Öncelikle hoş geldinizz, umarım her şey yolundadır.
Yavaş yavaş Ayza'nın evrenine giriş yapmış bulunmaktasınız.
Yorumlarınız bu konuda benim için daha önemli bir hal alıyor, kimse kusursuz değildir, olumsuz eleştirilerinizi bekliyorum ehehhe.
Daha fazla konuşmadan sizi onunla baş başa bırakıyorum.
-DÖRDÜNCÜ PERDE-
Bölüm Şarkısı; Dön Dünya
“Hayatın karanlıklarında bile bir umut ışığı bulmak mümkün müydü?”
-♡ ♡ ♡-
Karşılaştığım siyah tavanın tanıdık olmaması ile hızla oturduğum yerden kalktım. Dönen başım ile mecburen geri otururken endişeyle etrafı inceliyordum. Beyaz yatak ve masa dışında odada hiçbir şey yoktu.
Ben buraya nasıl gelmiştim?
Hafızam en son olayları hatırlamak için sınırları zorlarken açılan odanın kapısı ile bakışlarım oraya döndü. Sarıya yakın açık kahve gözleri gördüğümde aklımda hiçbir şeyin canlanmaması gerilmeme neden olmuştu.
Karşımdaki simayı bir kere görmüş olsaydım unutmazdım. Kendimden bu kadar emin olmamdaki en büyük etken hiçbir şeyi unutamamakla lanetlenmemden dolayıydı. Sarıya çalan kahveleri hafif şaşkın bir şekilde bana bakarken onu süzmeden edememiştim.
Açık teni, sarı saçları ve saçlarına yakın bir kahverengideki gözleri ile yakışıklı ve ılımlı biriydi. Ona o gözle baktığımdan demiyordum, içimde bir yerlerde karşımdaki çocuğa karşı bir olumlu hislerim olmuştu ama bu hisler kesinlikle aşk değildi. Kahve gözlere bakarken nedense içim ısınmıştı. Bir dostun sıcaklığından çok bir ailenin sıcaklığı yayılıyordu.
“Uyanmışsın,” diye kısık bir sesle mırıldandı. Ellerini saçlarına attığında saçlarının ışıkla birleşmesinde oluşan parlamalar gözüme takıldı. “Ne oldu bana?” diye sordum. Yeni uyandığım için sesim kısıktı.
Yanıma doğru adımlar atarken “Seni yolda baygın bir şekilde buldum,” diyerek anlatmaya başladı. Son olanlar aklıma geldiğinde istemsizce kaşlarım çatılmıştı. Çocuk önümde durduğunda devam etti “Arabamla baygın bir şekilde yattığın yoldan geçiyordum. Dikkatsiz ya da dalgın bir sürücü olsaydım şu an nefes alamazdın biliyorsun değil mi?” sorusunu sorarken sesi benim için endişelendiğini belli eden aynı zamanda sitem eden bir tınıda çıkmıştı.
Hafifçe gülümsedim. Bir insanın benim için endişelenmesi bile beni dünyanın en mutlu insanı yapabilirdi. Karşımdaki çocuk neye gülümsediğimi anlamazken kaşları tıpkı az önce benim yaptığım gibi çatılmıştı.
Söylediklerini iki saniye düşündükten sonra hafifçe gözlerimi kıstım. “Sende beni evine mi aldın? Hiç tanımadığım bir insanı? Kötü biri olma ihtimalimi göz ardı etmiş olamazsın.” kendimden emin duruşum özellikle kimsenin kimseye çıkarsız yardım etmediğini bildiğimdendi.

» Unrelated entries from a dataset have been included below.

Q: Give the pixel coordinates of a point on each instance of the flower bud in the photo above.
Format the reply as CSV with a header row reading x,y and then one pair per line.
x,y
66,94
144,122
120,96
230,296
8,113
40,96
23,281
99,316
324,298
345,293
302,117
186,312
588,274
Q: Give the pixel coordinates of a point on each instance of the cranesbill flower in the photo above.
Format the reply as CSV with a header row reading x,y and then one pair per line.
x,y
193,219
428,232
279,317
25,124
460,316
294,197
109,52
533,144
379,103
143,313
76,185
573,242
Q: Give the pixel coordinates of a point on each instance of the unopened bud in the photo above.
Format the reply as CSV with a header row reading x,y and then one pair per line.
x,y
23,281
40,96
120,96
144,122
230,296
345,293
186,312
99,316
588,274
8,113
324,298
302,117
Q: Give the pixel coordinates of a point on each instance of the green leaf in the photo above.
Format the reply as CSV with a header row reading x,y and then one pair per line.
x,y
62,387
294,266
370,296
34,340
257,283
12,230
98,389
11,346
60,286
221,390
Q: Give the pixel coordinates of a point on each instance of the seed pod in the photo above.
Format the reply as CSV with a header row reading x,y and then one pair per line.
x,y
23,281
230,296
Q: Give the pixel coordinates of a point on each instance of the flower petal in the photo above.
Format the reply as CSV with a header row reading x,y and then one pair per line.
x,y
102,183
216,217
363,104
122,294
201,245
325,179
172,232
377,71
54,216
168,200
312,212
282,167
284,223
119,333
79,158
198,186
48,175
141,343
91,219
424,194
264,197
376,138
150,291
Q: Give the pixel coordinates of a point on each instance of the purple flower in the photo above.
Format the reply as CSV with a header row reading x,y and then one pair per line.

Çocuk bu sefer şaşkınlığını gizleyemedi “Orada ölüp gitmeni istemedim! İnsanların vicdanı var vicdanı. Emin ol benim yerimde kim olsa aynısını yapardı.” bir saniye düşünmeden “Yapmazdı,” diyerek karşı çıktım. Hiddetle bir şey söyleyecekti ki aklına gelen şeyle hafif aralanan ağzı tekrar kapandı.
“Sor.” dedim bu sefer. “Ne?” dudaklarından istemsizce dökülen soruya karşılık “Bir şey soracak gibisin ama yarım saattir soramadın diyorum.” Çocuk hafifçe öksürürken “Seni arabaya aldıktan hemen sonra harekete geçmedim. Ateşin çoktu ve hiçbir şey olmamış gibi devam etseydim havale geçirirdin. Birkaç dakika sonra üç tane araba az önce benim durduğum yerde durmuştu. Dışarı çıktılar ve etrafı gezdiler. Bellerinde silah vardı,” demesi ile kaskatı kesilmiştim.
Benim gerildiğimi anlayan çocuk “Onlar kim?” diye sordu. “Seni ilgi- “cümlemi bitirmeme izin vermeden “Seni evime aldıysam bu kadarını bilmeye hakkım var.” dedi. Birkaç saniye düşündükten sonra dudaklarımı araladım “Az önce benim yerimde kim olsa yapardın dedin ama yapmazlardı. Annesinin bile nefret ettiği bir kıza kimse merhamet duymaz.” fısıltı şeklinde dudaklarımdan dökülen kelimeler onda deprem etkisi yaratmıştı.
Ağzı aralandı ardından ne diyeceğini bilememişçesine geri kapandı. Aklından geçeni o sormadan anlayarak “Evet, peşimdeki adamlar annemin adamlarıydı. Muhtemelen sen beni arabana almasaydın şu an nefes alıyor olmazdım.”
Kaskatı kesildi. Nefesi kesilmişti, göz bebeklerine kadar titrediğini gördüm. Şaşkınlığını gizleyememişti. Gülümsedim, benim yıllarca yaşadığım şeylerin bir kısmını insanlara söylemem bile onların üzülmesine yetiyordu.
“B-ben...” karşımda şaşkınlıktan eli ayağı boşalmış bir çocuk vardı. Elimi ona uzattığımda bana anlamsızca baktı “Ben Ayza,” diye mırıldandım. Çocuk iki adımla yanıma gelirken “Bende Hakan,” dedi ardından elimi sıktı.
-♡ ♡ ♡-
Hakan aramızda geçen konuşmanın ardından beni tekrar yalnız bırakmıştı. Uyku sorunları olan biri olduğum için elbette uyuyamamıştım. Uyku sorunum azımsanamayacak kadar büyük bir sorun teşkil ediyordu benim için. Geceleri uykusuz kalır, sabahları olmadık yerlerde sızardım.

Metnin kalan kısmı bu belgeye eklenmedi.